# GPJax Review

## Gaussian Process Refresher

### Maths recap

Consider data $(X, f, y)=\{x_i, f_i, y_i\}^N_{i=1}$ where $x_i\in\mathbb{R}^d$, and $y_i \in \mathbb{R}$ is a stochastic observation depending on $f_i=f(x_i)$ for some latent function $f$. Let $k_{\theta}(x, x')$ be a positive definite kernel function parameterised by a set of hyperparameters $\theta$ with resultant Gram matrix $K_{xx}=k_{\theta}(x, x')$. Following standard practice in the literature and assuming a zero mean function, we can posit the hierarchical GP framework as 
$$p(y \lvert f , \theta) = \prod_{i=1}^N p(y_i \lvert f_i, \theta)  f\lvert X, \qquad \theta \sim \mathcal{N}(0, K_{xx}), \qquad \theta \sim p_0.$$

From the above generative model, we can see that the posterior distribution of a GP is
$$p(f, \theta \lvert y) = \frac{1}{C}p(y \lvert f,\theta) p(f \lvert \theta)p_0(\theta)$$
where $C$ denotes the unknown normalisation constant of the posterior. Often we are interested in using the posterior to make new function predictions $f^{\star}$ for test data $X^{\star}$,
$$p\left(f^{\star} | y\right)=\iint p\left(f^{\star} | f, \theta\right) p(f, \theta | y) \,\mathrm{d} \theta \,\mathrm{d} f$$

When the likelihood $p(y_i\lvert f_i,\theta)$ is Gaussian the posterior predictive distribution conditional on $\theta$ is analytically available as we can marginalise $f$ out from the predcitive distribution, and inference methods focus on $\theta$.

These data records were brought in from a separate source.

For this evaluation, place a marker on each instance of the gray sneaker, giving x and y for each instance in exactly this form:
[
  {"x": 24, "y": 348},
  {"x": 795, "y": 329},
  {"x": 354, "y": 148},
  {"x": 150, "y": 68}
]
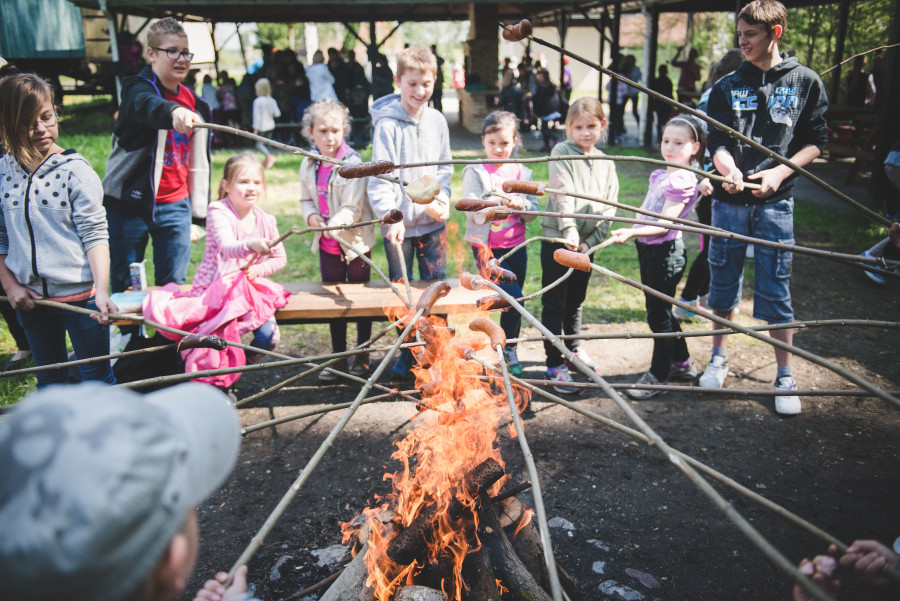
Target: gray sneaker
[
  {"x": 787, "y": 404},
  {"x": 643, "y": 394},
  {"x": 687, "y": 373},
  {"x": 715, "y": 373}
]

### [Demo](intro_to_gps.jl) (note: this is a [Pluto](https://github.com/fonsp/Pluto.jl) notebook)

## GPJax overview

### Aims of GPJax

* Provide a GP API that represents the underlying maths
* Provide a low-level API for research purposes
* Give me a good excuse to play around in Jax

### Principles

* _Functional_ in design
    * Multiple dispatch helps with this
    * There appears to be some synergy between Jax and multiple dispatching
        * It's not perfect though...
* Try not to hide any GP trickery
* Fancy way to make Gaussian random variables


### [Documentation source](https://gpjax.readthedocs.io/en/latest/index.html)

## The good

### Abstraction choice

A Jax API with multiple dispatch makes choices around how much of the API to expose really simple.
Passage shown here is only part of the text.